L’avantage d’avoir épousé l’homme idéal est que je peux refiler la corvée à Sherpapa. Il râle un peu pour la forme, mais après tout, c’est écrit dans la loi, chacun contribue au ménage selon ses facultés. Je le nourris contrairement à une rumeur familiale persistante qui veut que depuis huit ans je contrôle strictement ses apports alimentaires alors que j’ai juste dit non aux trois kilos de beurre salé hebdomadaires quoi c’est pas ma faute si je suis Breton fais un bilan lipidique d’abord on verra après, en contrepartie il fait ma paperasse.

Et bien sûr je le supporte, je l’encourage, je le félicite, je le loue et l’encense… tout au long de sa performance comptable. Alors quoi ?

Je concède que j’ai une sainte horreur de faire ma déclaration de revenus non commerciaux et assimilés sous le régime de la déclaration contrôlée. Trop de cases, trop de chiffres qui ne tombent pas juste à la fin, trop de raisons enfin de me sentir très bête alors que j’ai la prétention de croire qu’avec mes vingt-trois ans d’études j’ai un niveau plus que raisonnable en algèbre ainsi qu’un vocabulaire plutôt soutenu qui devraient logiquement me mettre à la portée d’un registre des immobilisations et des acquisitions…

Je reconnais que la simple idée de me pencher sur un imprimé mauve de la direction générale des impôts me file un urticaire carabiné doublé d’une violente tachycardie triplé d’incoercibles nausées quadruplé d’une irrépressible hyperventilation…

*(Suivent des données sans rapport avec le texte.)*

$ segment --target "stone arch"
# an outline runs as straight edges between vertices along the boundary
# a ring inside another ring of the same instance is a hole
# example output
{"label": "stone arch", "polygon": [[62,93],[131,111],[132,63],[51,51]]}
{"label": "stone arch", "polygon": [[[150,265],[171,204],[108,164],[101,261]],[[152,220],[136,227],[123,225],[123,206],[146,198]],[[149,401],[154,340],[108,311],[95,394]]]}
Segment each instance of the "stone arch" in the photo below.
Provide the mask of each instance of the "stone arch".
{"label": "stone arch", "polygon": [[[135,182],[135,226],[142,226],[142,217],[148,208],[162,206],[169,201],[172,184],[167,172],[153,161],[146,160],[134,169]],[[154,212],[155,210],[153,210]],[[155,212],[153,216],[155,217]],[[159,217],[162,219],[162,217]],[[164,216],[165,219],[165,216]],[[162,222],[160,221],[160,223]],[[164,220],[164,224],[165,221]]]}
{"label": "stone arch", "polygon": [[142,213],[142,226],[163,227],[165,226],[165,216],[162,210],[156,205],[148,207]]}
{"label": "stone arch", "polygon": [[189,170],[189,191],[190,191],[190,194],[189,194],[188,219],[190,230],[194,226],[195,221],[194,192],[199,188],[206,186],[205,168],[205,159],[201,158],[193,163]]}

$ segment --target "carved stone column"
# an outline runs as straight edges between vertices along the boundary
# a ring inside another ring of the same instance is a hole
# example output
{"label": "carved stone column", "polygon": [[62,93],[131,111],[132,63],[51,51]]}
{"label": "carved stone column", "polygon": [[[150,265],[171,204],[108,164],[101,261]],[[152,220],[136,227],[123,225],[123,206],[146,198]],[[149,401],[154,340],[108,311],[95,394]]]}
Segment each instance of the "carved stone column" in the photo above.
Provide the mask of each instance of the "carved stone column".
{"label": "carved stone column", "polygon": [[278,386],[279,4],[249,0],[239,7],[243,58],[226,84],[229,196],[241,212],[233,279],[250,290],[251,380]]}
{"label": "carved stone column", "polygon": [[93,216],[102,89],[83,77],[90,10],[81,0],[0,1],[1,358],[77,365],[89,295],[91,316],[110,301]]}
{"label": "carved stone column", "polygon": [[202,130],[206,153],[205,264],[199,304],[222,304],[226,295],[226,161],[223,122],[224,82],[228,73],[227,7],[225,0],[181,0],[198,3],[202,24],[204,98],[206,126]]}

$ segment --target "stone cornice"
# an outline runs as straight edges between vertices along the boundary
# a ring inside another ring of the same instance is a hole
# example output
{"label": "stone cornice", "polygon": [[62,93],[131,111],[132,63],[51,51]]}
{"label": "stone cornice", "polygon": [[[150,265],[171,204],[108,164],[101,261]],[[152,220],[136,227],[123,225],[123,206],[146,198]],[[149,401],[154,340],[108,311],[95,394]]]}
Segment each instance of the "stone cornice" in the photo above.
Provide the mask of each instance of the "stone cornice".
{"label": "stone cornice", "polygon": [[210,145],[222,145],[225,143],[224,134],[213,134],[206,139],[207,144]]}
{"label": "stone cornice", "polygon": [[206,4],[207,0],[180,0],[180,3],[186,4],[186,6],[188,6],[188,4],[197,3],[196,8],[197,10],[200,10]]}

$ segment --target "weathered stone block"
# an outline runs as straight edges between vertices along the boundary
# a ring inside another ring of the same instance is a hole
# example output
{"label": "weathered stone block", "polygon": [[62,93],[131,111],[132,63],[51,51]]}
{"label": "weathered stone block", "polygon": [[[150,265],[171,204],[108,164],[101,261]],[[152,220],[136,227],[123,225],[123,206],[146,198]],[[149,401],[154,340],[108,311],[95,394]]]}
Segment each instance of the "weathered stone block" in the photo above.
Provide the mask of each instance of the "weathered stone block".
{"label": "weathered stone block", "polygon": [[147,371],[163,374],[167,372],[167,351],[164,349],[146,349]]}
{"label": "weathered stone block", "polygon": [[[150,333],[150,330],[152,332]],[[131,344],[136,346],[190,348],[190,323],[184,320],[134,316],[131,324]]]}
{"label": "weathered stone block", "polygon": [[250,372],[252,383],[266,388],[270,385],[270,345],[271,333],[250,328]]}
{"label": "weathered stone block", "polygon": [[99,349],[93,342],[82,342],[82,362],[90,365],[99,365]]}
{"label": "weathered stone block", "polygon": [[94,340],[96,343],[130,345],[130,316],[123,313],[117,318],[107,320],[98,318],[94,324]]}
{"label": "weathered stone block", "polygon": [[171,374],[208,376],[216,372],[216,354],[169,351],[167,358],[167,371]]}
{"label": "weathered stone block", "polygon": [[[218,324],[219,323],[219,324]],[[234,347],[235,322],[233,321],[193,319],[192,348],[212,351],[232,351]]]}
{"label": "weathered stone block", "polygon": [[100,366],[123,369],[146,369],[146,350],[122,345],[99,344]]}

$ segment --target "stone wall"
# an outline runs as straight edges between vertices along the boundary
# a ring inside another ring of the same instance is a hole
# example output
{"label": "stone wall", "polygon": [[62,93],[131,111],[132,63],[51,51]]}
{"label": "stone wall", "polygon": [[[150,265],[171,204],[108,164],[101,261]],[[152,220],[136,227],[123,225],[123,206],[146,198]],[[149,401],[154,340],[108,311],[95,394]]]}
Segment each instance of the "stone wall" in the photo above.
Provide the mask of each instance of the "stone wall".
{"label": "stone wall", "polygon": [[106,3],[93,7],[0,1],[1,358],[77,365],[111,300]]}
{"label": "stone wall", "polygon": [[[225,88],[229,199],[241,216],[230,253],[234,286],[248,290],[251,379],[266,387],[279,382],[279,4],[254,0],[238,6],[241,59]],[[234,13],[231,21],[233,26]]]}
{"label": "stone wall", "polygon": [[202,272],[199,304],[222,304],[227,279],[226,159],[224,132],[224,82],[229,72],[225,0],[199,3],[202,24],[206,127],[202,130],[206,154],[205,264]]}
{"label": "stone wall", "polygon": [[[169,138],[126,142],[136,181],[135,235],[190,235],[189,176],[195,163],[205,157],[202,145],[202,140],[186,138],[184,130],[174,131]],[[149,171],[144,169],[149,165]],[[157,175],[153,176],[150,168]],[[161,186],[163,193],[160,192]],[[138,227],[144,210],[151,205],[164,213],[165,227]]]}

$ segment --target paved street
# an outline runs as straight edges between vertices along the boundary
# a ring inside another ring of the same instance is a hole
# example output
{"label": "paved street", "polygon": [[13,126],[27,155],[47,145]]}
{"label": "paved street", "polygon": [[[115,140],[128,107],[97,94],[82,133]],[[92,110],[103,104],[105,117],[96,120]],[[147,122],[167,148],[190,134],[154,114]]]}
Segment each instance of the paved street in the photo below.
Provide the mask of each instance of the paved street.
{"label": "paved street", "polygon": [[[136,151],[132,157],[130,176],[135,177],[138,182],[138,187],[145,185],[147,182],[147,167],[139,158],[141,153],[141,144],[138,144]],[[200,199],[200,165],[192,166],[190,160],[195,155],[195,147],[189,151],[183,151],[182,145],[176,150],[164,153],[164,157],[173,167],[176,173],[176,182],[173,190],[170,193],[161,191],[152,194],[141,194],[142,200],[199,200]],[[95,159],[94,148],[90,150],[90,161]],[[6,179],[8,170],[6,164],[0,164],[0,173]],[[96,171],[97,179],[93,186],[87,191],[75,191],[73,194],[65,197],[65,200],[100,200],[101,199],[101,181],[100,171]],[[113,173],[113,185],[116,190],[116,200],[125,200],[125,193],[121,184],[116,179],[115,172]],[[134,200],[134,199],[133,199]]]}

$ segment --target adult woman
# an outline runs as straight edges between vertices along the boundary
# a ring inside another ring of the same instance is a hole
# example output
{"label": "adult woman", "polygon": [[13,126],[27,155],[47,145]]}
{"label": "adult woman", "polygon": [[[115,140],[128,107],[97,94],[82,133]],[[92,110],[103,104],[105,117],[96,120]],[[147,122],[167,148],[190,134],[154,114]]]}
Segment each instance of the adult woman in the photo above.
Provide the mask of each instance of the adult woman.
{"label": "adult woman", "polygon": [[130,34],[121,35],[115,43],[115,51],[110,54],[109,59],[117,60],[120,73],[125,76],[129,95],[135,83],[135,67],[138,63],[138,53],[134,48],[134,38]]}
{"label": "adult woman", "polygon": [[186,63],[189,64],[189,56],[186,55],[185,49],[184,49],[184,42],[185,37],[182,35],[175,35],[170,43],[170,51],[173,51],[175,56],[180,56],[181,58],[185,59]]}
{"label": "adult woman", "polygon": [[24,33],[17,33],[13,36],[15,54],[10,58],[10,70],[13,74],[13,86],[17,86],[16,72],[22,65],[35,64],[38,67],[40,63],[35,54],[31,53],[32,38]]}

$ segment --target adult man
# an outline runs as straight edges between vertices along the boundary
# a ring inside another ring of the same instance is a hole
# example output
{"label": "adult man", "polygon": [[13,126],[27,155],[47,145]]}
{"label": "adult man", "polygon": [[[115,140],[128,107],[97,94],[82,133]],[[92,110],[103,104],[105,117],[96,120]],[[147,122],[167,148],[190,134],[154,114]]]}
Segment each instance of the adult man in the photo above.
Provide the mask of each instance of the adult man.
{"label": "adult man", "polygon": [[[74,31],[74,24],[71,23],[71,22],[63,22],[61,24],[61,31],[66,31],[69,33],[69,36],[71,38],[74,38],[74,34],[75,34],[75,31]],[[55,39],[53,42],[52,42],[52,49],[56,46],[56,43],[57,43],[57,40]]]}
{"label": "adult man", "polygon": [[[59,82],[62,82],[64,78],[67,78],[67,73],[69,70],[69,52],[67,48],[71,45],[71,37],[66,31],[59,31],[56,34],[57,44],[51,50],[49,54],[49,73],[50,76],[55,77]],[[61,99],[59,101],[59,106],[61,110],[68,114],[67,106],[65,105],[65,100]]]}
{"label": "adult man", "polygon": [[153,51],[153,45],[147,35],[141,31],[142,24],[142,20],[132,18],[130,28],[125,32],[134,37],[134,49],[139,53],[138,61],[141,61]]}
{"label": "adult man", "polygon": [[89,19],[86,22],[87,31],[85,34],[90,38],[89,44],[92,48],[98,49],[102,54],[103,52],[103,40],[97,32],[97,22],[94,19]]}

J’admets qu’une exploration de mes vies antérieures en hypnose montrerait une longue série d’erreurs administratives qui expliquerait sans aucun doute ce sentiment de persécution vis à vis de toute instance officielle et  permettrait de liquider mes émotions négatives.

J’avoue que cette angoisse irraisonnée trouverait facilement sa solution dans une thérapie cognitivo-comportementale du genre tenir sa comptabilité à jour au lieu de s’affoler le 31 mars 23h54.  C’est d’ailleurs ce que je me dis tous les ans.

Sauf que cette année, du fait de la cessation de mon activité libérale professionnelle en février il faut que j’en fasse deux.

Sherpapa, au secours !

Le jour où je couperai le cordon fiscal d’avec la France, je promets de l’enterrer au pied d’un érable. Et toc.